"Mama! Papa! Kalian kapan pulang?" Dewa berucap dengan perasaan kaget bercampur bahagia ketika melihat Kania dan Brian yang sedang duduk di sofa ruang tamu vila mereka. Lelah yang ia bawa dari kantor, sekarang hilang seketika saat melihat kedua orang tua angkat yang sudah lama tidak pulang untuk menemuinya.
"Sayangku .... " Kania berucap sambil bagun dari duduknya. Ia bergegas menghampiri Dewa dan langsung memeluk tubuh tinggi dan tegap tersebut dengan penuh kasih sayang.

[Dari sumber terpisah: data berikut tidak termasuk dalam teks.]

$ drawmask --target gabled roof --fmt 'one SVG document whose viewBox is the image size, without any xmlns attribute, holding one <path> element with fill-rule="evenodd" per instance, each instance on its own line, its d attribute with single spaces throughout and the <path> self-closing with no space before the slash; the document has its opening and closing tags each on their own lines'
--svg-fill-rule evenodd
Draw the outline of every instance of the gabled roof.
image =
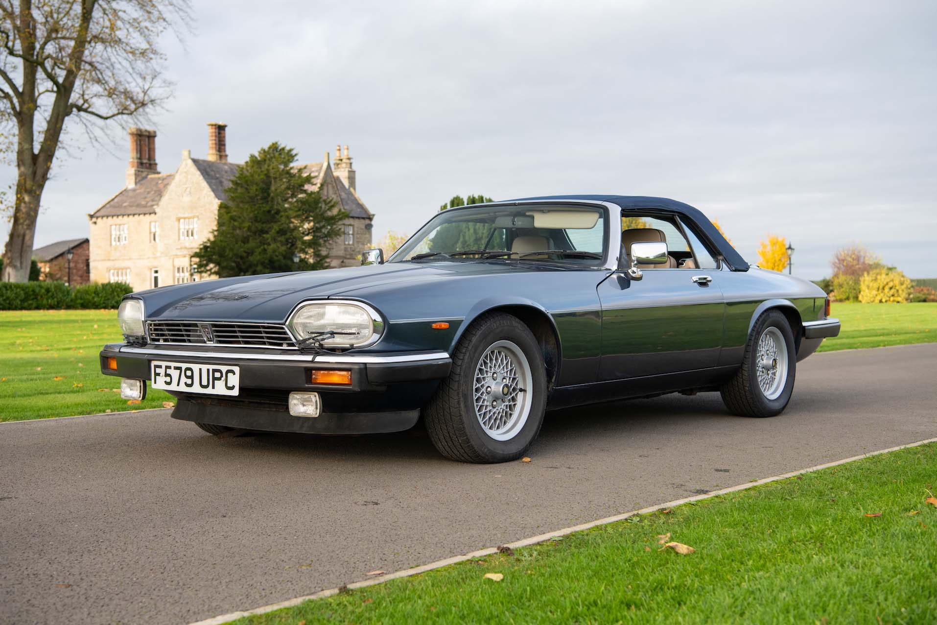
<svg viewBox="0 0 937 625">
<path fill-rule="evenodd" d="M 141 180 L 135 186 L 108 200 L 92 213 L 92 217 L 116 216 L 119 215 L 147 215 L 156 212 L 156 204 L 172 182 L 173 173 L 153 173 Z"/>
<path fill-rule="evenodd" d="M 221 201 L 227 200 L 225 189 L 228 188 L 241 164 L 201 158 L 193 158 L 192 164 L 195 165 L 195 169 L 199 171 L 209 188 L 212 189 L 215 197 Z"/>
<path fill-rule="evenodd" d="M 335 176 L 335 185 L 338 186 L 338 200 L 350 217 L 370 219 L 374 216 L 364 206 L 364 202 L 361 201 L 358 194 L 346 186 L 345 182 L 338 176 Z"/>
<path fill-rule="evenodd" d="M 43 246 L 42 247 L 37 247 L 34 249 L 33 258 L 37 260 L 41 260 L 42 262 L 48 262 L 55 257 L 65 254 L 68 251 L 68 248 L 76 247 L 87 240 L 87 238 L 84 238 L 56 241 L 55 243 L 51 243 L 48 246 Z"/>
</svg>

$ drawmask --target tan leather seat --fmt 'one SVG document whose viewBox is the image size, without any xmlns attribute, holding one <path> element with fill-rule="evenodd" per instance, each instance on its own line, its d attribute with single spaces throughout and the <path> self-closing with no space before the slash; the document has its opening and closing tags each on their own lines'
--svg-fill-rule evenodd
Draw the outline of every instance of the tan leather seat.
<svg viewBox="0 0 937 625">
<path fill-rule="evenodd" d="M 659 231 L 656 228 L 629 228 L 621 232 L 621 245 L 625 246 L 625 255 L 628 257 L 628 266 L 632 265 L 632 244 L 633 243 L 644 243 L 649 241 L 651 243 L 666 243 L 667 239 L 663 236 L 663 231 Z M 673 256 L 667 255 L 667 263 L 659 265 L 647 265 L 639 264 L 638 269 L 676 269 L 677 260 Z"/>
<path fill-rule="evenodd" d="M 541 250 L 550 249 L 550 240 L 545 236 L 537 235 L 525 235 L 519 236 L 514 239 L 513 243 L 511 244 L 511 251 L 518 252 L 524 254 L 525 252 L 539 252 Z M 545 255 L 534 255 L 528 256 L 528 259 L 546 259 L 549 258 Z"/>
</svg>

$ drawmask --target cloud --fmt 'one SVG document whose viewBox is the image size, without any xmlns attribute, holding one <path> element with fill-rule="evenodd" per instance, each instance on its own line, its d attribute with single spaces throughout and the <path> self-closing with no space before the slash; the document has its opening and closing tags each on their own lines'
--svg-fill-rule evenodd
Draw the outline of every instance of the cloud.
<svg viewBox="0 0 937 625">
<path fill-rule="evenodd" d="M 229 126 L 320 160 L 351 146 L 375 234 L 455 193 L 672 197 L 718 217 L 750 261 L 788 237 L 828 273 L 861 241 L 937 275 L 937 5 L 931 2 L 199 2 L 159 114 L 162 171 Z M 86 231 L 126 167 L 58 164 L 37 244 Z"/>
</svg>

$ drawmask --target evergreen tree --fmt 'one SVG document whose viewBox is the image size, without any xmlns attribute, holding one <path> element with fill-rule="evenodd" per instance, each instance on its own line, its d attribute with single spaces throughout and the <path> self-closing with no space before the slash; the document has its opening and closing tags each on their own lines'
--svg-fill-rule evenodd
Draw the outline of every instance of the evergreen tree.
<svg viewBox="0 0 937 625">
<path fill-rule="evenodd" d="M 447 203 L 439 206 L 440 211 L 457 206 L 483 204 L 494 201 L 483 195 L 470 195 L 465 199 L 460 195 L 453 196 Z M 429 242 L 430 251 L 454 252 L 463 249 L 483 249 L 491 236 L 494 227 L 488 224 L 446 224 L 441 226 Z M 492 242 L 495 243 L 495 242 Z M 495 247 L 497 249 L 497 247 Z"/>
<path fill-rule="evenodd" d="M 199 247 L 197 270 L 220 277 L 325 269 L 348 213 L 311 191 L 296 153 L 277 142 L 251 155 L 218 205 L 217 226 Z M 299 262 L 293 255 L 299 254 Z"/>
</svg>

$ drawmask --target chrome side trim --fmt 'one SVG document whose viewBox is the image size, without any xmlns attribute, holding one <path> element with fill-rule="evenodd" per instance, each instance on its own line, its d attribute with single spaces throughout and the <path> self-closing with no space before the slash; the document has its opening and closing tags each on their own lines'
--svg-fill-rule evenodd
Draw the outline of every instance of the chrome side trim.
<svg viewBox="0 0 937 625">
<path fill-rule="evenodd" d="M 804 321 L 802 325 L 806 338 L 832 338 L 840 335 L 840 320 L 836 318 Z"/>
<path fill-rule="evenodd" d="M 121 353 L 140 354 L 141 356 L 183 356 L 186 358 L 231 358 L 235 360 L 277 361 L 280 363 L 364 363 L 372 365 L 387 365 L 394 363 L 421 363 L 424 361 L 448 361 L 449 354 L 445 351 L 424 351 L 419 353 L 402 354 L 262 354 L 237 353 L 232 351 L 200 351 L 196 350 L 156 350 L 153 348 L 137 348 L 122 345 Z"/>
</svg>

"Mama kangen kamu, Nak." Kania berucap sambil memeluk erat tubuh Dewa.
"Aku juga kangen mama. Kenapa gak bilang dulu sih kalo mau pulang? Kan aku bisa jemput mama sama papa di bandara."
"Mama kamu itu yang gak mau ngomong. Dia bilang, mau bikin kejutan buat kamu. Jadi, bukan salah papa ya."

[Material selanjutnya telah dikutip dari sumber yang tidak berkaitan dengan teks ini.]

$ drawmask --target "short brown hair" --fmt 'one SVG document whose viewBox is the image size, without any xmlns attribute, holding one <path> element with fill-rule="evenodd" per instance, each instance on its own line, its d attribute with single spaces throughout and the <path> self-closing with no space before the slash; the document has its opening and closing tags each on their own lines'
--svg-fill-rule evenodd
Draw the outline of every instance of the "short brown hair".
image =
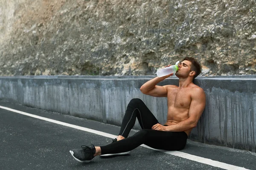
<svg viewBox="0 0 256 170">
<path fill-rule="evenodd" d="M 194 71 L 195 72 L 195 74 L 194 76 L 194 78 L 193 78 L 193 79 L 195 79 L 202 72 L 202 68 L 200 64 L 194 57 L 186 57 L 183 59 L 183 61 L 184 60 L 189 61 L 192 63 L 191 64 L 191 68 L 190 68 L 190 71 Z"/>
</svg>

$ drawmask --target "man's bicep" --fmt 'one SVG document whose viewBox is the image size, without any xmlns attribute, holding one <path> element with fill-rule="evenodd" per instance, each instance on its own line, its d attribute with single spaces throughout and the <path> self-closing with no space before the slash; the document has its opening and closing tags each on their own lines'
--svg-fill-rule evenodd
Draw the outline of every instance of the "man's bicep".
<svg viewBox="0 0 256 170">
<path fill-rule="evenodd" d="M 167 97 L 167 89 L 166 86 L 165 85 L 163 86 L 156 85 L 153 89 L 144 94 L 154 97 Z"/>
<path fill-rule="evenodd" d="M 189 116 L 196 126 L 204 110 L 206 96 L 202 89 L 197 89 L 193 93 L 191 97 Z"/>
</svg>

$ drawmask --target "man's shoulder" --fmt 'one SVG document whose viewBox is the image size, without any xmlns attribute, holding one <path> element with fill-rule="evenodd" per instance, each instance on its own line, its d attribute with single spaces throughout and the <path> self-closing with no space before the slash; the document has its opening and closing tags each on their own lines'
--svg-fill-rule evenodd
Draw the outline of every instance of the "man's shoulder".
<svg viewBox="0 0 256 170">
<path fill-rule="evenodd" d="M 205 94 L 203 88 L 200 87 L 198 85 L 195 85 L 195 86 L 192 87 L 192 90 L 191 91 L 191 94 L 192 96 L 198 96 L 198 95 L 204 95 Z"/>
<path fill-rule="evenodd" d="M 177 85 L 166 85 L 164 86 L 164 87 L 166 89 L 173 89 L 173 88 L 177 88 L 178 87 Z"/>
</svg>

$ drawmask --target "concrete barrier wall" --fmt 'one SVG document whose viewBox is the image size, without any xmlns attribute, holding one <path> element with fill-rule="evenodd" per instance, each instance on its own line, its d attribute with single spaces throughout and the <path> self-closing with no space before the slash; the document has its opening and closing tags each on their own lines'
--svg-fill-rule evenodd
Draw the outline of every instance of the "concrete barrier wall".
<svg viewBox="0 0 256 170">
<path fill-rule="evenodd" d="M 42 109 L 120 125 L 131 99 L 142 99 L 161 123 L 166 98 L 143 94 L 154 76 L 26 76 L 0 77 L 0 99 Z M 204 111 L 192 140 L 255 152 L 256 76 L 199 77 L 207 95 Z M 172 77 L 159 83 L 178 85 Z M 139 129 L 136 122 L 135 129 Z"/>
</svg>

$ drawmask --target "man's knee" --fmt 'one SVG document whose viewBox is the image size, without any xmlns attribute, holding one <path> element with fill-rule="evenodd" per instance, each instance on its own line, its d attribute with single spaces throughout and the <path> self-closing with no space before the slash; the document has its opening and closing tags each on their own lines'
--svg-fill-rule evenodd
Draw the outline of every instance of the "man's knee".
<svg viewBox="0 0 256 170">
<path fill-rule="evenodd" d="M 134 98 L 131 100 L 129 104 L 134 105 L 140 104 L 140 103 L 144 103 L 144 102 L 143 102 L 143 101 L 140 99 Z"/>
</svg>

"Ya kalo dikasih tau sama kamu, mana mungkin jadi kejutan lagi."
"Iya-iya. Terima kasih buat kejutannya ya, Ma, Pa. Aku cukup kaget sekaligus sangat bahagia. Oh ya, di mana Yoland? Kok gak kelihatan batang hidungnya itu anak," kata Dewa sambil celingak-celinguk mencari orang yang ia maksud.
"Yola gak ikut. Dia belum bisa pulang sekarang. Nanti, dia akan nyusul." Brian memberikan penjelasan untuk memuaskan rasa penasaran di hati Dewa.

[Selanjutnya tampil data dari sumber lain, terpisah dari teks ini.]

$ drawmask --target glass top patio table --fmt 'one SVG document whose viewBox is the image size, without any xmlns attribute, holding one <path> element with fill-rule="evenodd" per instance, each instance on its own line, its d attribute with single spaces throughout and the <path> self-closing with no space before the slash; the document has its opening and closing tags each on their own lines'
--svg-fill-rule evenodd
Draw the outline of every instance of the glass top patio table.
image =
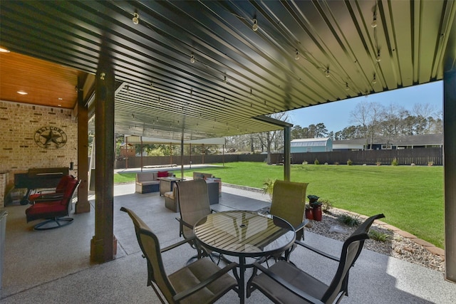
<svg viewBox="0 0 456 304">
<path fill-rule="evenodd" d="M 245 299 L 246 258 L 283 252 L 293 245 L 296 239 L 293 226 L 286 221 L 249 211 L 210 214 L 198 221 L 193 230 L 204 247 L 239 257 L 239 276 L 237 278 L 241 303 Z"/>
</svg>

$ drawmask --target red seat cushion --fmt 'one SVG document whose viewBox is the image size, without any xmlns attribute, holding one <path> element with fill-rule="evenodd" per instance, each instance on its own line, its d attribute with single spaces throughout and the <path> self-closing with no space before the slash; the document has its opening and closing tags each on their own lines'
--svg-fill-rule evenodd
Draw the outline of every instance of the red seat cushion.
<svg viewBox="0 0 456 304">
<path fill-rule="evenodd" d="M 67 206 L 60 204 L 60 201 L 57 203 L 47 201 L 45 203 L 35 204 L 26 210 L 26 214 L 33 216 L 36 214 L 65 212 Z"/>
</svg>

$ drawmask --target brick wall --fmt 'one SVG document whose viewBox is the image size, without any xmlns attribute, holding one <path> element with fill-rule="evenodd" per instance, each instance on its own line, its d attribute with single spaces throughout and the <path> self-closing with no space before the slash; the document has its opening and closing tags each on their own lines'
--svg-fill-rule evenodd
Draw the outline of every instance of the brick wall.
<svg viewBox="0 0 456 304">
<path fill-rule="evenodd" d="M 63 130 L 67 142 L 59 149 L 44 149 L 35 142 L 35 133 L 43 127 Z M 38 136 L 39 137 L 39 136 Z M 78 124 L 73 110 L 0 100 L 0 172 L 14 173 L 28 168 L 69 167 L 77 169 Z M 75 171 L 71 174 L 77 175 Z M 1 195 L 1 194 L 0 194 Z"/>
</svg>

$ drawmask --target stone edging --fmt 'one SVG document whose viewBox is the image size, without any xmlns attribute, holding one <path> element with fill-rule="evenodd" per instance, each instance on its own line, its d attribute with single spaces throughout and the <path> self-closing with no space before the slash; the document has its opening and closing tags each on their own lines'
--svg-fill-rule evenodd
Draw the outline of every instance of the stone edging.
<svg viewBox="0 0 456 304">
<path fill-rule="evenodd" d="M 344 210 L 344 209 L 341 209 L 339 208 L 336 208 L 336 207 L 331 207 L 331 209 L 336 209 L 336 210 L 338 210 L 341 211 L 342 212 L 346 212 L 350 214 L 353 214 L 353 216 L 359 216 L 361 219 L 367 219 L 368 216 L 366 216 L 365 215 L 363 214 L 357 214 L 356 212 L 353 212 L 353 211 L 350 211 L 348 210 Z M 416 236 L 414 236 L 412 234 L 410 234 L 407 231 L 404 231 L 403 230 L 400 230 L 400 229 L 398 229 L 398 227 L 395 227 L 394 226 L 390 225 L 389 224 L 386 224 L 384 221 L 382 221 L 379 219 L 376 219 L 375 221 L 376 224 L 378 224 L 378 225 L 380 225 L 380 226 L 385 228 L 385 229 L 388 229 L 388 230 L 391 230 L 393 232 L 395 232 L 396 234 L 399 234 L 401 236 L 403 236 L 404 238 L 407 238 L 408 239 L 410 239 L 412 241 L 414 241 L 415 243 L 418 243 L 418 245 L 423 246 L 425 248 L 426 248 L 429 252 L 430 252 L 431 253 L 434 254 L 434 255 L 437 255 L 440 256 L 443 260 L 445 260 L 445 250 L 436 247 L 434 244 L 432 244 L 425 240 L 422 240 L 421 239 L 418 239 Z"/>
</svg>

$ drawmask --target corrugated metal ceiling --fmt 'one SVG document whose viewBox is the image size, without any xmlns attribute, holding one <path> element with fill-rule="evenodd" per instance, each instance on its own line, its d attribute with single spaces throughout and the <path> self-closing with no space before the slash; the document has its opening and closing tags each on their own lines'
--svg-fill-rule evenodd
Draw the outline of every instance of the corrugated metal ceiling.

"Oh, aku pikir dia juga ikut pulang dengan mama dan papa. Ternyata tidak."
"Kenapa? Kamu kangen ya sama Yola?" tanya Kania dengan nada menggoda sambil mencolek pinggang Dewa.
"Ya tentu saja aku kangen sama dia, mama. Secara, si bawel itu adik aku. Iya kan? Mana mungkin gak kangen sama dia. Udah sepuluh tahun lho gak ketemu. Cuma bertemu lewat udara saja. Mana enaknya."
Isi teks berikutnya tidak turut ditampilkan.